Though his bandmates—bassist Jack Muncaster, guitarists Martin MacNamara and Rob Hammaren, and drummer Edward “Ski” Harper—hail from all corners of the UK and Ireland, High Vis frontman Graham Sayle grew up in a working-class family in northwest England. On the group’s song “0151,” he sang about his late uncle, a former shipyard worker and union member who died of asbestosis. “You’ll live and die on the banks of the Mersey,” he sang, admonishing the “suffеring sold as pride” he witnessed while living in a town affected by Margaret Thatcher’s “managed decline.” High Vis’ first two albums—2019’s No Sense No Feeling and Blending, from 2022—were as scuffed and battered as the subjects they approached.
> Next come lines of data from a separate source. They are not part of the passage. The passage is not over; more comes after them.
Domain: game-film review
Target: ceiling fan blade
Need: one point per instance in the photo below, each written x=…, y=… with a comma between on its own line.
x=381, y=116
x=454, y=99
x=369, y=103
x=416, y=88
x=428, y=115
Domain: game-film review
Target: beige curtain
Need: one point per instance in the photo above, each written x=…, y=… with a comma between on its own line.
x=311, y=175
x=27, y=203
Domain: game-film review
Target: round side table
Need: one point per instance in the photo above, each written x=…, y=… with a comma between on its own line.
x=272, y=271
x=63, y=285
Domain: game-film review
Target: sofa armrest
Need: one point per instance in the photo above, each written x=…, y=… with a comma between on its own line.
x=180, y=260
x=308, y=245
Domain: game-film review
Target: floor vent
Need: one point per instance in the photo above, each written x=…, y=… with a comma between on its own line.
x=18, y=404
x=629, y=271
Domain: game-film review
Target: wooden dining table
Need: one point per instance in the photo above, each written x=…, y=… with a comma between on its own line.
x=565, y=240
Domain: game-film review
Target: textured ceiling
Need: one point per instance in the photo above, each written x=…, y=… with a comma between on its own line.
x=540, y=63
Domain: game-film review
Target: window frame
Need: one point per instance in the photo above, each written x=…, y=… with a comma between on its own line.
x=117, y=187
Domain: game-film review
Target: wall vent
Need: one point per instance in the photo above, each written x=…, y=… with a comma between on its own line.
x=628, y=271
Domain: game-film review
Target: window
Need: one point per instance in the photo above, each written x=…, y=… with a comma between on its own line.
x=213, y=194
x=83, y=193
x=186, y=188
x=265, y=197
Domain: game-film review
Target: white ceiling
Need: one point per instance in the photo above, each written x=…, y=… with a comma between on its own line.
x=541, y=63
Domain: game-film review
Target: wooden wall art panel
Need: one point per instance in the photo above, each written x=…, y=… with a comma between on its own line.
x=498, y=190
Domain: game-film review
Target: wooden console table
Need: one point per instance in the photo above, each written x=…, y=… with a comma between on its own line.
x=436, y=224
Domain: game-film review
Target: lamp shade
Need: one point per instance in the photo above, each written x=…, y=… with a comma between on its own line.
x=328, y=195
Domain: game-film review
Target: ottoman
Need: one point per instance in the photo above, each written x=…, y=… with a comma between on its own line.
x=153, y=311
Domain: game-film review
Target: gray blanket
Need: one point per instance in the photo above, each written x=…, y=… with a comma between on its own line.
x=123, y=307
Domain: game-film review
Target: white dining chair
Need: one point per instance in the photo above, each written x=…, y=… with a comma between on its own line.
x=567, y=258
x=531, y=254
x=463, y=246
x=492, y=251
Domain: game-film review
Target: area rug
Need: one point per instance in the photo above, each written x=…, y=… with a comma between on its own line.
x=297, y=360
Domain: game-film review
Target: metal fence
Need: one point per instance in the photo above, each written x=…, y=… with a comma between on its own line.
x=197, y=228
Producer Jonah Falco, who manned the decks on Blending, and has sculpted UK punk records by Chisel and Chubby and the Gang, deserves some credit for the rattling joy that propels Guided Tour. But much of this blinding High Vis glow radiates from the bandmates’ personal triumphs. Multiple members quit their day jobs to pursue music full-time. Sayle kicked booze, got married, and stuck with therapy. High Vis are still pragmatists, though, and even a song titled “Feeling Bless” is tempered by drab images of “metallic smoke” and “killing dreams by Clipper light.” Sayle doesn’t ascribe his blessed existence to any higher purpose, claiming that “luck or fate” are equally viable explanations.
The rapture, then, is largely instrumental. “Feeling Bless” is a high-elevation anthem that soars on gusts of reverb and rock-god guitar. Sayle’s sober vignettes reveal his matter-of-fact grip on the world, but it’s gratifying enough to lean back and let the massive chorus and Sayle’s stretched-out Scouse accent wash over you. The title track is just as exultant, sharing DNA with Leisure-era Blur and, dare I say, the early work of stadium denizens U2. “Guided Tour” churns to jangly, high-tone guitar and toms with the wallop of Doc Martens on pavement. Sayle’s opening cry—“You’re desperate to feel more/For once in your life”—could be the driving desire behind all of High Vis’ music: the search for something gilded amid the scrap heap.